LN: Dona Ivone teve, desde cedo, uma formação musical muito rica. Aprendeu o jongo, o choro, o canto orfeônico (prática de canto em coral), as marchas dos ranchos carnavalescos, o samba de terreiro, o samba-enredo, o partido-alto, o samba canção, a valsa. E compôs sua primeira música, “Tiê”, aos 12 anos, em parceria com seus primos, Mestre Fuleiro e Tio Hélio. Criada em uma sociedade absolutamente masculinizada e machista, ela só pôde gravar essa sua primeira composição 40 anos depois. Já a última composição dela, é difícil dizer. Para se ter uma ideia, quando cheguei a casa dela em 2014, encontrei Dona Ivone solfejando, cantarolando uma melodia em seu quintal. Era mais uma inédita. Ela estava compondo aos 92 anos. Era algo tão natural como impressionante.

CNM: Como o choro influenciou na formação musical e na composição de Dona Ivone Lara?

LN: O choro é o gênero musical mais antigo do Brasil, anterior ao samba, por exemplo. Dona Ivone teve uma base muito forte do choro em sua formação. O tio dela, Dionísio Bento da Silva, tocava trombone, violão sete cordas e cavaquinho. Ele fazia saraus em sua casa e recebia grandes nomes como Candinho, Pixinguinha etc. Desde pequena, a Ivone tomou contato com isso. E foi esse tio que ensinou Dona Ivone a tocar cavaquinho. Em termos de riqueza de melodias, contracantos e harmonias, o choro foi muito importante para a construção das composições da D. Ivone. O mesmo vale para as obras do Paulinho da Viola e do Elton Medeiros, outros dois compositores de quem gosto muito.Ivone Lara, Elton Medeiros, Paulinho da Viola e Elza Soares em programa de TV (1983) | imagem: acervo da família

CNM: Qual(is) discos ou canções você indica para quem quer se aprofundar na obra de Dona Ivone Lara?

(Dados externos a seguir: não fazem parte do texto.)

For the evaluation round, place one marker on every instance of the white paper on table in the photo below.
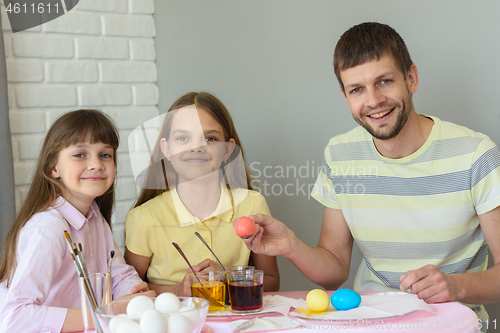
(381, 305)
(280, 323)
(272, 303)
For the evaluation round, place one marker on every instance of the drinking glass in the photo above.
(246, 290)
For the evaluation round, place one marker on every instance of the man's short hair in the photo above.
(366, 42)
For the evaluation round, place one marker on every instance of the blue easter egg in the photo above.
(345, 299)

LN: Escolher isso é praticamente missão impossível (risos). Dona Ivone tem inúmeras composições belíssimas que acabaram ofuscadas por seus grandes sucessos. Recomendaria os quatro primeiros LPs dela, está tudo ali. “Samba Minha Verdade, Samba Minha Raiz” (1978), “Sorriso de Criança” (1979), “Sorriso Negro” (1981) e “Alegria, Minha Gente – Serra dos Meus Sonhos Dourados” (1982).

CNM: Além da carreira como enfermeira, teve algo que a impediu de se dedicar exclusivamente à carreira artística?

LN: O machismo. Além de ser muito dedicada a seu primeiro ofício – Dona Ivone se formou em enfermagem, se especializou em assistência social e terapia ocupacional e trabalhou por 37 anos ao lado da também revolucionária Nise da Silveira no tratamento de doentes mentais. Só depois de se aposentar – e de seu marido, muito ciumento, morrer – é que ela pôde gravar seu primeiro álbum e se dedicar exclusivamente à carreira artística, em 1978. Ainda assim, felizmente deu tempo de Dona Ivone se tornar conhecida, consagrada e de ter suas músicas povoando o imaginário brasileiro até hoje.